Middles in Slovene
By: Sabina Grahek
In the current Slovene literature, sentences with the morpheme se which have an understood human generic or indefinite argument in their interpretation are treated as passives if they display a nominative (e.g. Šola se obnavlja ‘The school.NOM is being renovated’) or as impersonal actives if they have no syntactic or morphological nominative – either intransitive (e.g. Živi se samo enkrat ‘You only live once’) or transitive with an overt object (e.g. Šolo se obnavlja ‘The school.ACC is being renovated’). This paper proposes a reanalysis of the above Slovene sentences as middles, i.e. a class of sentences which lie between the active and the passive because they display the active verb and have a demoted human argument.

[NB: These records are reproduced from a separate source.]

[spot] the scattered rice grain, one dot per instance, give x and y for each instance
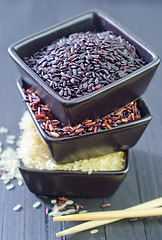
(3, 130)
(36, 204)
(94, 231)
(10, 186)
(17, 207)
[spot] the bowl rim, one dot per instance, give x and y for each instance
(84, 98)
(60, 139)
(65, 172)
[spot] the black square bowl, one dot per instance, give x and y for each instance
(73, 183)
(102, 101)
(70, 149)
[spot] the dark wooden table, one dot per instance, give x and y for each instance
(144, 181)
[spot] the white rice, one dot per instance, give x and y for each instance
(35, 153)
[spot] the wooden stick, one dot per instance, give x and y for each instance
(111, 215)
(97, 223)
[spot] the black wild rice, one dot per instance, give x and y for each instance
(84, 62)
(54, 128)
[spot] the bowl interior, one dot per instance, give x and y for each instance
(94, 21)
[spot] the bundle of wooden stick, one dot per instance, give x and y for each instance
(147, 209)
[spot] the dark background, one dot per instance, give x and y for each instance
(20, 18)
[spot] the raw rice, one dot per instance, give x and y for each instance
(36, 154)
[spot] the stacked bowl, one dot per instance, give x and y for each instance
(90, 72)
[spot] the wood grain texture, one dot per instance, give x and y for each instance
(19, 19)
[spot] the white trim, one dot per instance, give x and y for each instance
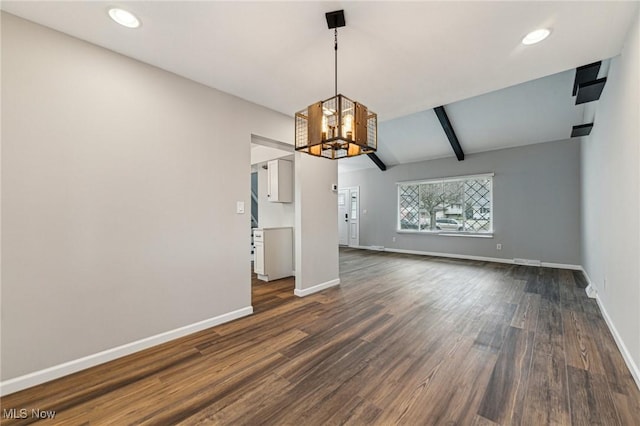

I show that Slovene personal middles (with a nominative) are not passives because they differ from (periphrastic) passives not only morphosyntactically but also in the interpretation of their understood argument, which must always be human. In addition, I demonstrate that impersonal middles (without a nominative) are not actives because they involve the demotion of a subject role. I argue that Slovene personal and impersonal middles form a single class of middles, sharing unique semantic and syntactic properties which set them apart from passives on the one hand and from actives on the other. On my analysis, both personal and impersonal middles contain the same type of se which reduces the human subject role during their derivation.